A new study pinpoints five strains of yeast capable of turning agricultural by-products, such as straw, sawdust and corncobs, into bioethanol - a well-known alcohol-based biofuel.
It is estimated that more than 400 billion litres of bioethanol could be produced each year from crop wastage.
The research team say that their findings could help to create biofuel which is more environmentally friendly and ethically sound than other sources because it would make use of waste products.
Processes to generate bioethanol from straw and other by-products are currently complex and inefficient.
This is because high temperatures and acid conditions are necessary in the glucose-release process. But this treatment process causes the waste to breakdown into compounds which are toxic to yeast (furfural and hydroxymethylfurfural) – making fermentation difficult.
One way to avoid these problems is to use genetically modified yeasts, but this new research has found five strains of naturally occurring yeasts which could be used successfully in the fermentation process.
Lead researcher Dr Tom Clarke, from UEA’s School of Biological Sciences, said: “Dwindling oil reserves and the need to develop motor fuels with a smaller carbon footprint has led to the explosion of research into sustainable fuels.
“Bioethanol is a very attractive biofuel to the automotive industry as it mixes well with petrol and can be used in lower concentration blends in vehicles with no modifications. In Brazil, vehicles which run purely on bioethanol have been on the roads since 1979.
“Breaking down agricultural waste has previously been difficult because many strains of yeast necessary for fermentation are inhibited by compounds in the straw. Their toxic effects lead to reduced ethanol production.”
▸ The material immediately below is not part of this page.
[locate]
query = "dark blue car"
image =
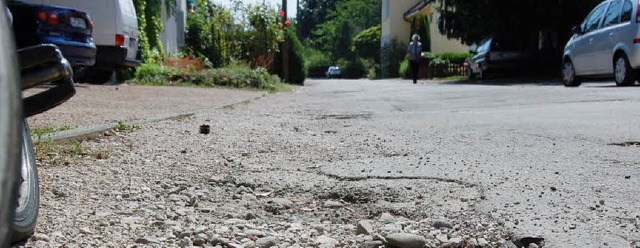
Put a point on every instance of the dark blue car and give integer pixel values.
(69, 29)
The research team investigated more than 70 strains of yeast to find the most tolerant. They found five strains which were resistant to the toxic compound furfural, and which produced the highest ethanol yield.
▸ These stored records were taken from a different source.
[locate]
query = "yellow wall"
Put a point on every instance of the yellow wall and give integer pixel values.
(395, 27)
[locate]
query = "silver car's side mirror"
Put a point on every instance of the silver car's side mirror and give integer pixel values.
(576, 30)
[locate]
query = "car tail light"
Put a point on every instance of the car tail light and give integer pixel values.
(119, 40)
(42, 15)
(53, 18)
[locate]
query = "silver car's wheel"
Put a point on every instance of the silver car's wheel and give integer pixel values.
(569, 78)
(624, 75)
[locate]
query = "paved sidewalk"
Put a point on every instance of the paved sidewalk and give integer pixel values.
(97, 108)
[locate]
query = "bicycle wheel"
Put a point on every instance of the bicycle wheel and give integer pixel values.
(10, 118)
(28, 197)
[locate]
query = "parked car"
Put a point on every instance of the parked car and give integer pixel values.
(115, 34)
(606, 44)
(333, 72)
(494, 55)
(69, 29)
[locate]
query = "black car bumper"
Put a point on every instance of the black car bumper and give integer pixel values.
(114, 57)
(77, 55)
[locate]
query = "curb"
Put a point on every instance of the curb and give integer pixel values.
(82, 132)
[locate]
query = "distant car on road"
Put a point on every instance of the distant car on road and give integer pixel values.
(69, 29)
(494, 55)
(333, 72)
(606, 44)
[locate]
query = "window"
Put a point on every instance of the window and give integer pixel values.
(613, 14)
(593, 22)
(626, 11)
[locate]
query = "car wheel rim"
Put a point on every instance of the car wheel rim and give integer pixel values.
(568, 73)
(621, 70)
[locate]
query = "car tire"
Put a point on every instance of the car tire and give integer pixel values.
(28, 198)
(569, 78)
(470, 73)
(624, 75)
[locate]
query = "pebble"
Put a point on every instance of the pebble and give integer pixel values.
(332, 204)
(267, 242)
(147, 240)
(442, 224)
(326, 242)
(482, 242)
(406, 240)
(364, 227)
Of the five furfural tolerant strains S. cerevisiae NCYC 3451 displayed the greatest furfural resistance. The genomic lineage of this strain links it to yeast used in the production of the Japanese rice wine Sake.
“These strains represent good candidates for further research, development and use in bioethanol production,” added Dr Clarke.
The research was carried out in collaboration with the Institute of Food Research (IFR) and the National Collection of Yeast Cultures, which is based at the IFR.
‘Identification of furfural resistant strains of Saccharomyces cerevisiae and Saccharomyces paradoxus from a collection of environmental and industrial isolates’ is published in the journal Biotechnology for Biofuels.